Cornetas da Idade do Cobre revelam uso ritual de lâmpadas em comunidades pré-históricas na Jordânia
As chamadas "cornetas" calcolíticas encontradas entre 1929 e 1999 em Teleilat Ghassul, na atual Jordânia, foram analisadas em novo estudo

A primeira análise sistemática das chamadas “cornetas” calcolíticas encontradas em Teleilat Ghassul, na atual Jordânia, foi apresentada recentemente em estudo. Esses pequenos vasos cerâmicos em forma de cone surgem apenas no período Calcolítico e não aparecem antes nem depois na tradição cerâmica regional. A pesquisa investigou como eram produzidos, quais matérias-primas utilizavam, para que serviam e como eram descartados.
As cornetas também foram identificadas em outros sítios, como Ashkelon, En Gedi, Abu Hof e Grar, muitas vezes em grandes quantidades e associadas a áreas interpretadas como espaços cultuais. Em locais como Safadi, Abu Matar e Shiqmim, porém, elas são raras ou inexistentes. Geralmente possuem engobe claro ou avermelhado e, às vezes, pequenos cabos laterais, variando em forma e acabamento.
Material analisado
O estudo concentrou-se no conjunto escavado pelo Instituto Pontifício Bíblico entre 1929 e 1999, que inclui 35 vasos completos e cerca de 550 fragmentos. Segundo informações do portal Archaeology News, análises visuais, varredura 3D e estudos petrográficos indicaram que a maioria foi feita com argila local, sugerindo produção no próprio assentamento. Experimentos mostraram que cada peça podia ser moldada em cerca de dez minutos a partir de um único bloco de argila, com técnicas simples, o que indica que não exigiam grande especialização.
Quanto à função, hipóteses anteriores sugeriam uso no processamento de laticínios, na metalurgia do cobre ou como lâmpadas. O novo estudo reforça esta última possibilidade. Vestígios de fuligem foram identificados em alguns exemplares, e testes com réplicas preenchidas com cera de abelha mostraram que podiam queimar por até nove horas, produzindo luz estável.
Contextos rituais
Em Teleilat Ghassul, famoso por suas pinturas murais com procissões e figuras mascaradas, as cornetas foram encontradas em contextos rituais, muitas vezes com sinais de quebra intencional.
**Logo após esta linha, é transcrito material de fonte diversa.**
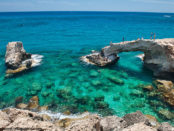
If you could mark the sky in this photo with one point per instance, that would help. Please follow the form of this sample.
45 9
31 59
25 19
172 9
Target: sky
88 5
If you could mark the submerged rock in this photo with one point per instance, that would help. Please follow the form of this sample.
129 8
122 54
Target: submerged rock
93 73
166 88
134 118
139 127
166 114
33 103
110 123
21 106
148 88
17 60
115 80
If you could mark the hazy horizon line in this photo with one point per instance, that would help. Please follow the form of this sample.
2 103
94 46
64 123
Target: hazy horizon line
85 11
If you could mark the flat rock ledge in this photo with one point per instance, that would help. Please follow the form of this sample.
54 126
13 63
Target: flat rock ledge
12 118
17 60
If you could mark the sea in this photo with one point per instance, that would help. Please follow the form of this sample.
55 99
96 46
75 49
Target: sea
62 81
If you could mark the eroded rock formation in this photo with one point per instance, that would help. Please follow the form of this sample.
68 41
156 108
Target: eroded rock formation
17 60
13 119
98 59
158 54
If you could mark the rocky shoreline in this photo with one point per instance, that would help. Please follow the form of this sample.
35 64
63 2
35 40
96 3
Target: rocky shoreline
32 116
12 118
17 60
158 55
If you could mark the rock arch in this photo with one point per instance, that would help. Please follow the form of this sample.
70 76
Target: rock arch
158 54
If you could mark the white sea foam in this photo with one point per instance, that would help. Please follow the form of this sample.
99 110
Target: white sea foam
63 116
37 59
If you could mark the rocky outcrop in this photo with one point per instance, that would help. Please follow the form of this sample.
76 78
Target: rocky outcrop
158 54
17 60
98 59
12 118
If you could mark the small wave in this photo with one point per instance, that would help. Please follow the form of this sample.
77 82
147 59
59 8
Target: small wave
167 16
37 60
63 116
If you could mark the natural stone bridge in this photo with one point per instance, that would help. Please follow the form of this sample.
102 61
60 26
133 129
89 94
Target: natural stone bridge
158 54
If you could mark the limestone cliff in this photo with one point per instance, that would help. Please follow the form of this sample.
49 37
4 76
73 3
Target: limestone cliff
17 60
158 54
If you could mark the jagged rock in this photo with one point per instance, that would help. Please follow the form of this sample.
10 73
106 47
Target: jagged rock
166 88
139 127
18 100
17 60
152 121
15 55
110 123
166 114
4 120
21 106
99 60
18 118
43 108
46 117
158 54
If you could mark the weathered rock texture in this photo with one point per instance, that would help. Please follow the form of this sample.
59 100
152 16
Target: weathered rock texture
99 60
158 54
17 60
14 119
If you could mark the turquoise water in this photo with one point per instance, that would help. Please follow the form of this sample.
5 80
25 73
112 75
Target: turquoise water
62 81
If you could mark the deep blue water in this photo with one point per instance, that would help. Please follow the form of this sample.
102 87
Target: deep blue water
62 81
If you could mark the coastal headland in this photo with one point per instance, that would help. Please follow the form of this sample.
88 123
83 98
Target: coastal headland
158 54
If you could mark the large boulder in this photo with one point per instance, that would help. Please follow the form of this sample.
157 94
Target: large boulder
23 119
17 60
15 55
4 120
139 127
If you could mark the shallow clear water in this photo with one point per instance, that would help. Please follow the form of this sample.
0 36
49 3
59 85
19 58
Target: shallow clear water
65 83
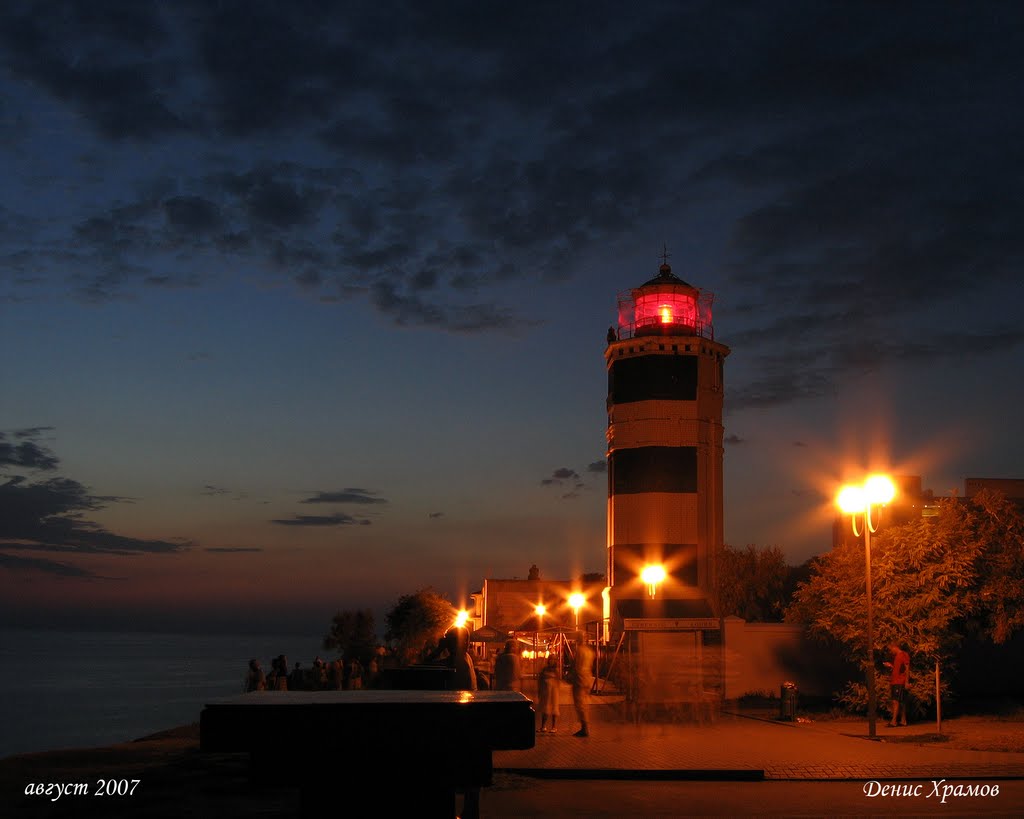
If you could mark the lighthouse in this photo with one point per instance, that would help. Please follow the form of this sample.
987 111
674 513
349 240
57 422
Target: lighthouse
665 451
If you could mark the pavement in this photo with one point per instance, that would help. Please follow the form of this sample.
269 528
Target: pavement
741 746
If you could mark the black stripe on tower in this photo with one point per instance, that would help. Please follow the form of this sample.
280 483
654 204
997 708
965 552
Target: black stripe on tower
647 378
652 469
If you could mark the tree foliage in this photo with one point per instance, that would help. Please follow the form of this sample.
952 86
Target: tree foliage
933 580
417 621
352 634
752 583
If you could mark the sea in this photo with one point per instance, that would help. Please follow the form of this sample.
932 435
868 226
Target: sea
88 689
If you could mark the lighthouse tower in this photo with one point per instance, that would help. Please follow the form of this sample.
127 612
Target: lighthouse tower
665 456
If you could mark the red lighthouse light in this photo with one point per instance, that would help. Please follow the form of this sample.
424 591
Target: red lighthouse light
665 305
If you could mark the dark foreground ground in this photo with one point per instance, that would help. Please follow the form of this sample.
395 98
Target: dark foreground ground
171 778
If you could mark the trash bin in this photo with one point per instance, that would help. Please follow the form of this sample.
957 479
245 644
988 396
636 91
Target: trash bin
787 701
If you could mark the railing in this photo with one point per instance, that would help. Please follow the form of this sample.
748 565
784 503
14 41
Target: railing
654 327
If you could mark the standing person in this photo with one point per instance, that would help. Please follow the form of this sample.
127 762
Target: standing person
508 670
583 680
454 649
898 681
547 687
255 679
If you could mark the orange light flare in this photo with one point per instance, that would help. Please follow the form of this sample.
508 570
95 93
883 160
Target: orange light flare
853 500
652 574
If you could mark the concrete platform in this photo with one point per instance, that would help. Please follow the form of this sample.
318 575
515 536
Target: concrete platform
739 747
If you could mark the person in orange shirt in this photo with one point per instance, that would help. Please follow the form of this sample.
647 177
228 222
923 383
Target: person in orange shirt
898 681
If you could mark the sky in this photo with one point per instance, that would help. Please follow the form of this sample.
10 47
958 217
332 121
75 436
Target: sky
303 306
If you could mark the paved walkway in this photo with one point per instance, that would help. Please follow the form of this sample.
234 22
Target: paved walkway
739 747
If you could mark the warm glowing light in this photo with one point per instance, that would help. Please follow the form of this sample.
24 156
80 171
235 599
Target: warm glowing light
851 500
880 489
652 574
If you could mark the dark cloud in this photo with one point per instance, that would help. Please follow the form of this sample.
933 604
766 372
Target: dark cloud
855 163
19 563
104 60
47 515
561 475
347 496
337 519
25 451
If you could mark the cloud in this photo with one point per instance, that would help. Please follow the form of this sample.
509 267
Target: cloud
561 474
27 453
47 515
347 496
427 166
18 563
338 519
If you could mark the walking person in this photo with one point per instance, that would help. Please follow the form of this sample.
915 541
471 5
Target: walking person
508 670
898 681
547 687
583 681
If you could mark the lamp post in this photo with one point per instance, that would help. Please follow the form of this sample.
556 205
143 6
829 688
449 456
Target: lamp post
540 609
854 501
576 601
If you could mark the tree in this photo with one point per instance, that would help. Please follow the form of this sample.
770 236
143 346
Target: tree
417 621
352 633
933 580
752 583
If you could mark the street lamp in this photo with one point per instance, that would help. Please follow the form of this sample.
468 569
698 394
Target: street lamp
854 501
652 575
576 601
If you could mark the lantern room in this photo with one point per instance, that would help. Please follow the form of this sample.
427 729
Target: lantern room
666 306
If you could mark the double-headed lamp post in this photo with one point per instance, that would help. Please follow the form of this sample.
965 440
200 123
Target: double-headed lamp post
576 603
854 501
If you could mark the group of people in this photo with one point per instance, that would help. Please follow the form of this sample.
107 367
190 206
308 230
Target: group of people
342 674
508 677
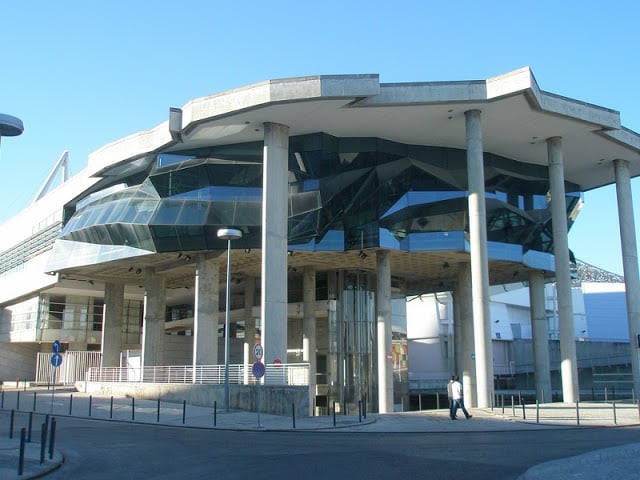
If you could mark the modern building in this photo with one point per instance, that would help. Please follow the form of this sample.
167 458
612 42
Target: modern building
600 329
350 195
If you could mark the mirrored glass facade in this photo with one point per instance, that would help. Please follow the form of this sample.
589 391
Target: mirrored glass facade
344 194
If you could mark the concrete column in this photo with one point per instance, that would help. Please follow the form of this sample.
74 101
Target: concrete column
629 263
249 326
206 312
479 260
154 317
112 324
383 315
540 332
275 191
457 334
467 367
568 364
309 332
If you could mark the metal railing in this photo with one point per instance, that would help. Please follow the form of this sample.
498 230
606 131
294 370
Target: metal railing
240 374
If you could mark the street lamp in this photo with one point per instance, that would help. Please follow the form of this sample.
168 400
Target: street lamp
228 234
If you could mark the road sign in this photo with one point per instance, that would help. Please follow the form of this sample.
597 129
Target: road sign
258 351
56 359
258 369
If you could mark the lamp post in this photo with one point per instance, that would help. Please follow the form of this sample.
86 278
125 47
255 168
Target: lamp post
227 234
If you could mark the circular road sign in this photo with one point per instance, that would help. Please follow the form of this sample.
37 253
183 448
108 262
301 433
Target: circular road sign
258 369
56 359
258 351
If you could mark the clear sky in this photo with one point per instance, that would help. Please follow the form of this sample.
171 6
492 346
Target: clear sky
83 73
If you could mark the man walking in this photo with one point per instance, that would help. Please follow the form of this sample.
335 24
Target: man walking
450 394
458 402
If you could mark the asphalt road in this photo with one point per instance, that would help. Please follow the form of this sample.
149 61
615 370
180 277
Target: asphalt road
106 450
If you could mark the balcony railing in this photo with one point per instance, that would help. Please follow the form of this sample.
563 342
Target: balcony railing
275 374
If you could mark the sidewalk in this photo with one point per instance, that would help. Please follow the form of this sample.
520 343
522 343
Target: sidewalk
40 403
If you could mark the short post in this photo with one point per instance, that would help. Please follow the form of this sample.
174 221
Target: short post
334 413
11 420
21 458
43 439
52 438
293 414
30 426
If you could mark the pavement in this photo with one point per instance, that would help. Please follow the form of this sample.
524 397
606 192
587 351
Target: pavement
40 406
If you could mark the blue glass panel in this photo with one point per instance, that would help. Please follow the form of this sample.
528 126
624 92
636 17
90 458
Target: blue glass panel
434 241
504 251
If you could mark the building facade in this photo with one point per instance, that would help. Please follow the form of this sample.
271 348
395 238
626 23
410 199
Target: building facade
350 195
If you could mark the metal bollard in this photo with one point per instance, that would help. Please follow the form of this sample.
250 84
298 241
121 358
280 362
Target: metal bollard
21 458
293 414
30 425
52 438
12 418
334 413
43 440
Os dados indicam que serviam como lâmpadas cerimoniais, possivelmente usadas em rituais noturnos e depois deliberadamente destruídas.
A pesquisa sugere, assim, que esses objetos não eram utensílios domésticos comuns nem itens de prestígio altamente padronizados, mas artefatos produzidos localmente para uso coletivo em eventos religiosos. O estudo ajuda a compreender melhor como comunidades calcolíticas organizavam cerimônias e administravam recursos como a cera de abelha.